一个简易的python敏感词检测器,基于trie树(DFA算法)。
-
Copy the text which needs to be censored into text.txt.
把需要检测的文本复制进text.txt。 -
Copy the key words (sensitive words) into keywords.txt, one word per line. for the format, see sample_banned_words.txt under sample_files.
把关键词(敏感词)复制进keywords.txt,一行一词,格式请见sample files里的sample_banned_words.txt。 -
Copy the characters to be ignored into ignored_chars.txt, one character per line. for the format, see sample_ignored_chars.txt under sample_files.
把需要忽略的字符复制进ignored_chars.txt,一行一个字符,格式请见sample_files里的sample_ignored_chars.txt。 -
Click censor.exe to run the program, and view the results in the pop-up command line interface.

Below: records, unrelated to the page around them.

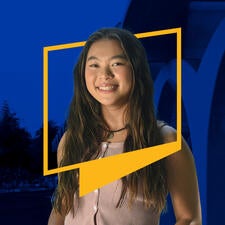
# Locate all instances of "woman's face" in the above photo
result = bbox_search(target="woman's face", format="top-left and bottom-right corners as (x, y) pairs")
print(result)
(85, 39), (132, 108)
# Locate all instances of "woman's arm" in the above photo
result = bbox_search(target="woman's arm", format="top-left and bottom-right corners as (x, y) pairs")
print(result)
(48, 134), (65, 225)
(48, 209), (65, 225)
(162, 126), (202, 225)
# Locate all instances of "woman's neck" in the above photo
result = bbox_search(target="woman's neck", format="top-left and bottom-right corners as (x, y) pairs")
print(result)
(102, 106), (126, 130)
(102, 104), (127, 142)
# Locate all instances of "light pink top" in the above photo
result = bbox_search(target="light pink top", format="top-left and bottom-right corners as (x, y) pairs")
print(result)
(64, 142), (160, 225)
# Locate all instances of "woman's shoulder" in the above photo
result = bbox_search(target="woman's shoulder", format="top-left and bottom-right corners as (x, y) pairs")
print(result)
(157, 121), (177, 143)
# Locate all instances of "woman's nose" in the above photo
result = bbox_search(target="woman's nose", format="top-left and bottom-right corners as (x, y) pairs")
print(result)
(100, 67), (114, 79)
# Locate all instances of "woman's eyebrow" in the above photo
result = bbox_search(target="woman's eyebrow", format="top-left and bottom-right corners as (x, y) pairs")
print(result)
(87, 54), (127, 61)
(110, 54), (127, 60)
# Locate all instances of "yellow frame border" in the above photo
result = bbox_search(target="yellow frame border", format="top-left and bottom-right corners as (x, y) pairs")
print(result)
(43, 28), (182, 179)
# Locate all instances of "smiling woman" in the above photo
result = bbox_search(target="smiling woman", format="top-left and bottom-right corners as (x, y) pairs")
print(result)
(48, 28), (201, 225)
(85, 39), (132, 118)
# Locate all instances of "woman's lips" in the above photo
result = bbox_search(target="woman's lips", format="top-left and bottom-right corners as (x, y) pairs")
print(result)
(97, 84), (118, 92)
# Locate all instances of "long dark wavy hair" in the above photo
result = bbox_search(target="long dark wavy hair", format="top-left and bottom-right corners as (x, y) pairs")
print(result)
(53, 28), (167, 213)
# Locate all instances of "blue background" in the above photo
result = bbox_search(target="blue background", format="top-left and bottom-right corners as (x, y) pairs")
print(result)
(0, 0), (225, 225)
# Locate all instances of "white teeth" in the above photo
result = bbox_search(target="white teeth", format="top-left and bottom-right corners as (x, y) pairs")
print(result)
(98, 86), (115, 91)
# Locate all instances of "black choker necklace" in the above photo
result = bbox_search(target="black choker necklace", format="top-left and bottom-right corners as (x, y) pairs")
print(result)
(103, 125), (127, 139)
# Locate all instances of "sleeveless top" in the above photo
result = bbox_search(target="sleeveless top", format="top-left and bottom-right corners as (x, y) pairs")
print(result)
(64, 142), (160, 225)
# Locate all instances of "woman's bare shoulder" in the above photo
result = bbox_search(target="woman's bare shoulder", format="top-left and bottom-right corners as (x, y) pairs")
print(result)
(157, 121), (177, 143)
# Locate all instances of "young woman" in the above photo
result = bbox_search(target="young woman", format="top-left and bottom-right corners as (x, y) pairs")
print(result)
(48, 28), (201, 225)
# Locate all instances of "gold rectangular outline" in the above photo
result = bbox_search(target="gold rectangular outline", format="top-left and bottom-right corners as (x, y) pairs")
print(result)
(43, 27), (182, 176)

点击censor.exe运行程序,在弹出的命令行里查看检测结果。
-
Don't change the names and the paths of the txt files, otherwise the program can't run normally.
不要改变txt文件的名字和路径,不然程序会无法正常运行。 -
If you don't need to ignore characters, just leave ignored_chars.txt blank without deleting the file.
如果不需要忽略字符,将ignored_chars.txt留空即可,不用删除文件。